When Should You Seek Help?
The severity of erectile dysfunction varies from individual to individual. In some men, these symptoms occur only occasionally – this applies more to men whose ED are caused by physical conditions. For others, the symptoms are constant and interfere with their sexual relationships.
If you have been noticing signs of weak or short-spanned erection for a few weeks, it is wise to see your doctor, because it may be a warning sign of other more serious health problems. Also, if you do not have erections when you wake up in the morning, it is time to call your doctor. Alternatively, there are some well-known erectile dysfunction drugs like viagra and sildenafil.
Advice on How to Handle Erectile Dysfunction When in a Relationship
- Have a Conversation: This should be the very first step to take if you begin showing symptoms of ED. Your partner should be aware of the situation –most relationships have ended because of a lack of communication about such conditions. Start with your own feelings about the situation, and what can be done.
- Consult Your Doctor: After talking to your partner, the next logical thing to do is to consult your doctor or visit a specialist (a urologist). According to Dr. Shoskes, if the woman can come in, that’s a huge help. “The patients who are the most successful are those where the sexual partner is a true partner.”
- Try to Take the Pressure Off: Stress and anxiety are factors that cause or make erectile dysfunction work. It would take efforts from both parties to take the emphasis off the man’s condition when having sex. Doctors would advise that couples engage in foreplay before sex. If played rightly, this can be a time where you get to know and trust your partner more.
- Be Patient with the Process: The treatment option prescribed by your doctor definitely works, but would take time to work. While you may want to see results immediately you begin taking the drugs.
- One of the most active ways to combat ED is to work on change in lifestyle which confirms that erectile dysfunction can be reversed without medication. For people who lead a healthy lifestyle, the chances of developing erectile dysfunction or symptoms becoming worse are reduced. Women should encourage their partners to eat healthy, exercise, and go for cardio-vascular checkups
The Connection Between ED and Other Health Problems
Persistent symptoms of erectile dysfunction could be a red flag for a more serious, larger condition. According to Timothy Boone, the chairman of The Methodist Hospital’s department of urology, most men do not realize that ED is a warning sign of potential cardiovascular disease. The penile artery can also get narrower because of coronary artery disease or diabetes.

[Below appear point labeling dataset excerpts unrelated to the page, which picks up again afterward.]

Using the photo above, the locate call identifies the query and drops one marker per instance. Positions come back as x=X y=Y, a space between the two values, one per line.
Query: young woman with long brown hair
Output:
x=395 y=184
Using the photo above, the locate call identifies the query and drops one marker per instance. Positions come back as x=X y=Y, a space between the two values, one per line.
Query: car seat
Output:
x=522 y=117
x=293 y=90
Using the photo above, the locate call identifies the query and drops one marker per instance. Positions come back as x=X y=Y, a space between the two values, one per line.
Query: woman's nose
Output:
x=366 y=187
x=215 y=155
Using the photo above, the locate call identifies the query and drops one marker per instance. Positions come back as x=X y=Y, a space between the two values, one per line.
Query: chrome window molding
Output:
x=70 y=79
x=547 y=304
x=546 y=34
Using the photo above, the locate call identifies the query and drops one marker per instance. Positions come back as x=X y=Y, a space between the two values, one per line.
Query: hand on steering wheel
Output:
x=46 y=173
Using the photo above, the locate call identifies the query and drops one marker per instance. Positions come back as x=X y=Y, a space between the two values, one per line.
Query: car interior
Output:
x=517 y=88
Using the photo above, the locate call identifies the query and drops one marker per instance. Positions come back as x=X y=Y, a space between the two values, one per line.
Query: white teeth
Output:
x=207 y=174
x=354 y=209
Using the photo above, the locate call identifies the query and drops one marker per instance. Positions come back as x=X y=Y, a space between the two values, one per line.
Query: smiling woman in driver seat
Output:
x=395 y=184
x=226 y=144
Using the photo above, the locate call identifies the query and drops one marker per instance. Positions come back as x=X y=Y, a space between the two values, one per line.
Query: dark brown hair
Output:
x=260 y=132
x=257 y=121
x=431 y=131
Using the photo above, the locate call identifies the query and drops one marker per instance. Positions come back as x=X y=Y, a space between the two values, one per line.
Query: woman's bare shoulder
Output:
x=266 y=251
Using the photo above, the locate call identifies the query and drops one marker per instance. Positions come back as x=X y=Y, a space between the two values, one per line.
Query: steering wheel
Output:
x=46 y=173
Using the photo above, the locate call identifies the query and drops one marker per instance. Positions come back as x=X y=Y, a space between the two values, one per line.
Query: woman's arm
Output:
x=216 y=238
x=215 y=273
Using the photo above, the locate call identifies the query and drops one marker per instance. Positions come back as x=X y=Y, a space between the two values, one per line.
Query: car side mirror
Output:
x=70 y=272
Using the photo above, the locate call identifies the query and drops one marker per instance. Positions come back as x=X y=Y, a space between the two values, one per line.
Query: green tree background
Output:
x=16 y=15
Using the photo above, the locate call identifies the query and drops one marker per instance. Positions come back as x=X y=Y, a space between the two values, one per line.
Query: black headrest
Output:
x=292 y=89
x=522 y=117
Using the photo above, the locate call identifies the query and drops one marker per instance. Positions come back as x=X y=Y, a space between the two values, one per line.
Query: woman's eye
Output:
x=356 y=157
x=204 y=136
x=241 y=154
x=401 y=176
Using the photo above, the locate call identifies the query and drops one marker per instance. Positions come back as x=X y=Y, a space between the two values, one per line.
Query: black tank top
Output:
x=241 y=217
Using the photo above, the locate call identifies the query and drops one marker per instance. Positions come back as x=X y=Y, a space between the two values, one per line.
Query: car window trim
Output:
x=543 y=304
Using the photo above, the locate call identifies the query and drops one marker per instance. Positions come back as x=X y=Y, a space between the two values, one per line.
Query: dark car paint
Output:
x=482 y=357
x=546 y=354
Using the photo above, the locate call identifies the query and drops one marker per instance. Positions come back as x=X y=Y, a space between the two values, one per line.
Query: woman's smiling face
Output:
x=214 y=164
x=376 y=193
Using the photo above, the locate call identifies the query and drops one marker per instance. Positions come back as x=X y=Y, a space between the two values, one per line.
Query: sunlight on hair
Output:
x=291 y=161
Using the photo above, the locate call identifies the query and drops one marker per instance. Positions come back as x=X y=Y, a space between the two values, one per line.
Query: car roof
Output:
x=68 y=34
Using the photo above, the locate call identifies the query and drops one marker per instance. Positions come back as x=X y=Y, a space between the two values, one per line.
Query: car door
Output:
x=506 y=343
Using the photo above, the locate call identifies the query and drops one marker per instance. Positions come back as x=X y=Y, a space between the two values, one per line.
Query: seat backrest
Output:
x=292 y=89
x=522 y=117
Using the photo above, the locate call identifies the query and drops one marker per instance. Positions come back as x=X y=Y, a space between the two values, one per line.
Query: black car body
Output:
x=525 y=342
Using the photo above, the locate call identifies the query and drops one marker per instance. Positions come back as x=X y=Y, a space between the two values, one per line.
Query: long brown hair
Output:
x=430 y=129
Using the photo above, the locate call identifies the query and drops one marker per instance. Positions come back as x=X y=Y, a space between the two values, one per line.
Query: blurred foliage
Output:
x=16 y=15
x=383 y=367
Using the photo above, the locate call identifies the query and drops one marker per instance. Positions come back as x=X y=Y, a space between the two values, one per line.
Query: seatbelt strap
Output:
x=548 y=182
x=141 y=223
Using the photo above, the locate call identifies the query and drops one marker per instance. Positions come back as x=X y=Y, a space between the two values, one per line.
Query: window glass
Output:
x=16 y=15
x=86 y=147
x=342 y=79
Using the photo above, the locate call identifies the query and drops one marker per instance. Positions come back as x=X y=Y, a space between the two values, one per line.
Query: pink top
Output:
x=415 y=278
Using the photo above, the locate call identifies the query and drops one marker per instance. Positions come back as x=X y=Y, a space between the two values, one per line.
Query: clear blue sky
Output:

As such, treating erectile dysfunction alone will not cure the main health condition. If left untreated, it could lead to reoccurring ED even after treatments. So, it is important that your doctors carry out tests to discover the health condition that is most likely the cause of your erectile dysfunction.
There are tons of adverts on drugs that claim to cure erectile dysfunction. Dr. Boone has advised men to refrain from purchasing male enhancement products from TV infomercials and the like because most are not regulated by the Food and Drug Administration (FDA) and are very expensive.
The best treatment you would get for erectile dysfunction would come after consulting with a urologist who can do a proper work up that includes a medical history and blood work to check for disorders like diabetes and low testosterone levels.